SIMONE DEL PIZZOL


 

12 novembre - 17 dicembre 2011
Del Pizzol

Le opere di Simone del Pizzol sono una sottile interpretazione del presente attraverso l'allegoria, sono l'espressione di un punto di vista personale che lascia spazio all'intervento intelligibile di chi osserva l'opera: questa pluralità ermeneutica, da non confondere con la polisemia dell'arte, è la potenza poetica dell'artista che lavora su un piano strettamente individuale ma con la capacità di coinvolgere quasi “a priori” la sensibilità del fruitore dimostrando un approccio poietico di grande generosità (dote rara oggigiorno).

Quello che apparentemente si può classificare come un bestiario, in realtà, è il frutto di una ricerca profonda originata dalla studio della maschera come artefatto simbolico: ciò diventa lo stimolo per un'analisi contemporanea incarnata in uno zoomorfismo prossimo all'uomo, non tanto per una semiosi di “ascendenza classica” (per cui alla combinazione uomo/animale corrisponde un'indole caratteriale), ma per il fatto di costituire, con un linguaggio universalmente condiviso, l'emblema di una guardinga chiusura mentale dietro cui l'individuo tende a nascondersi.

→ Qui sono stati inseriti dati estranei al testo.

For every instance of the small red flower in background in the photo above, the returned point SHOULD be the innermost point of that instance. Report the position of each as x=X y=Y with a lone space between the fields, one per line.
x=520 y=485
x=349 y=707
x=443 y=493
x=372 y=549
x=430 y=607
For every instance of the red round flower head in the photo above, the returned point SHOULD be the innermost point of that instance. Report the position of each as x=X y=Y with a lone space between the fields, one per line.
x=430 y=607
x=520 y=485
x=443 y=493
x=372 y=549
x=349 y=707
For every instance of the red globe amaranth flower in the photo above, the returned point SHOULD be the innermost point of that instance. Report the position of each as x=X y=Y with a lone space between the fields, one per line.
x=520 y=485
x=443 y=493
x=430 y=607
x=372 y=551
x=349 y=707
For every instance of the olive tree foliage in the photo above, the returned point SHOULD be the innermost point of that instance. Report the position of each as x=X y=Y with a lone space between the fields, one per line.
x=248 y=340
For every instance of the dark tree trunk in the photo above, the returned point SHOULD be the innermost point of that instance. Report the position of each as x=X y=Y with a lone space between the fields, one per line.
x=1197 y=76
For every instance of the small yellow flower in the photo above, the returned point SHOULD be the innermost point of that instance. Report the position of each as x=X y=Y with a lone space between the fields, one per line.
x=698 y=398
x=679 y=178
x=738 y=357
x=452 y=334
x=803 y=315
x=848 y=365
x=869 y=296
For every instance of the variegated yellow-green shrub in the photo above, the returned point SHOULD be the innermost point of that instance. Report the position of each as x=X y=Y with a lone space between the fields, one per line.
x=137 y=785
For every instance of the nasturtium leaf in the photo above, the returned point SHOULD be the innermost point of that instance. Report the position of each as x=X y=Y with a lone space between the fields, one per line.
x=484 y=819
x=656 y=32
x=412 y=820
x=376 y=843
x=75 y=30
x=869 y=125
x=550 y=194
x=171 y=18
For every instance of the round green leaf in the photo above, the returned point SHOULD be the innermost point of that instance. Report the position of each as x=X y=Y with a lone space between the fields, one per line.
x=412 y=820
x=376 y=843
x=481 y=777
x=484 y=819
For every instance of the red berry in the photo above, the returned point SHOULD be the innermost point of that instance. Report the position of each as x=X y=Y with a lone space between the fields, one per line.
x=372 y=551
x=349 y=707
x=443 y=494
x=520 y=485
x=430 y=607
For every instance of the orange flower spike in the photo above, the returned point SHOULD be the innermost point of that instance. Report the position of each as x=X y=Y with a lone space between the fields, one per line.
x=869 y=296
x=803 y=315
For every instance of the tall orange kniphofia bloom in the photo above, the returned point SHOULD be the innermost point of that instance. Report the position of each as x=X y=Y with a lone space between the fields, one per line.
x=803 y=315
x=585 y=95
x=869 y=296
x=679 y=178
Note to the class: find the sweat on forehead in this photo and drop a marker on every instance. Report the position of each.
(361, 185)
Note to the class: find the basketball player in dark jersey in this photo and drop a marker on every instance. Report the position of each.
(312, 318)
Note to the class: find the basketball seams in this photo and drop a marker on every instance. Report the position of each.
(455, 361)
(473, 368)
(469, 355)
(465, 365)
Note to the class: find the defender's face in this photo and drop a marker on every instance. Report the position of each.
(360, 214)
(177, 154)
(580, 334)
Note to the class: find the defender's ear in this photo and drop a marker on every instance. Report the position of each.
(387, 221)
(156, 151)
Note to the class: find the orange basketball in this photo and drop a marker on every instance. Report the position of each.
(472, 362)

Sebbene di sapore orwelliano, la opere di Del Pizzol, non giocano, quindi, sulla traslazione di uomo/animale come caratterizzazione neotenica di un homo più bestia che sapiens; l'animale, in questo caso, è l'escamotages per nascondere il diverso che in fondo ci appartiene e che quindi tanto estraneo non è: l'artista compie così una critica sociale sulle dinamiche culturali e ancor prima psicologiche dell'essere umano che teme se stesso non comprendendo la ricchezza della “ripetizione differente”.
La serie calcografica che mette in mostra il mamuthones, per esempio, vuole essere una rappresentazione della paura di ciò che non si conosce e del timore causato dalla diversità: non è un caso se una delle etimologie di maschera è “masca”, ovvero fuliggine, fantasma nero, conservando a sua volta proprio nell'uso semiotico del colore “nero” il significato di qualcosa di lontano e che procura affanno tanto che, ancor oggi, è d'uso parlare di “giornata nera” o “secoli bui”   per esprimere un giudizio negativo e connotare la privazione.

Dalla metafora del mamuthones con la sua personificazione esteticamente complessa dell'ignoto, alla trasformazione antropica in una miscellanea e disordinata genesi di sapore neo-astratto, il passo è breve ma ben compiuto dalla visione dell'artista che sulla scia creativa delle suggestioni e degli accostamenti crea un proprio linguaggio che padroneggia indistintamente con la tecnica dell'incisione e della pittura.
Così anche nella serie di lavori del ciclo “....” l'allegoria sta in una rivisitazione del graffito rupestre che diviene il motivo su cui insistere non tanto dal punto di vista formale (sebbene perfettamente integrato nell'estetica contemporanea) ma sopratutto concettuale dell'uso dell'arte: Simone del Pizzol si appropria della genesi motivazionale delle antiche pitture come rito propiziatorio alla caccia, e dunque connesse intrinsecamente alla sopravvivenza e al controllo della paura, per farne il motivo apotropaico di una società attuale in perenne conflitto.

In chiosa una sollecitazione a non trascurare l'aspetto tecnico delle opere che segnano un'ulteriore conferma delle capacità dell'artista e del percorso evolutivo ragionato fra contenuto e forma: la padronanza assoluta dell'incisione trova conferma in uno sviluppo analogo della pittura che viene sperimentata e trattata in cavo, segnata come una lastra, letteralmente scalfita dimostrandosi più che mai consona alla riedizione attuale dei graffiti rupestri.

Del Pizzol non lavora per se stesso ma osserva il circostante per farlo proprio e restituirlo con una consapevole apertura critica sempre “relativa” e aperta alla discussione.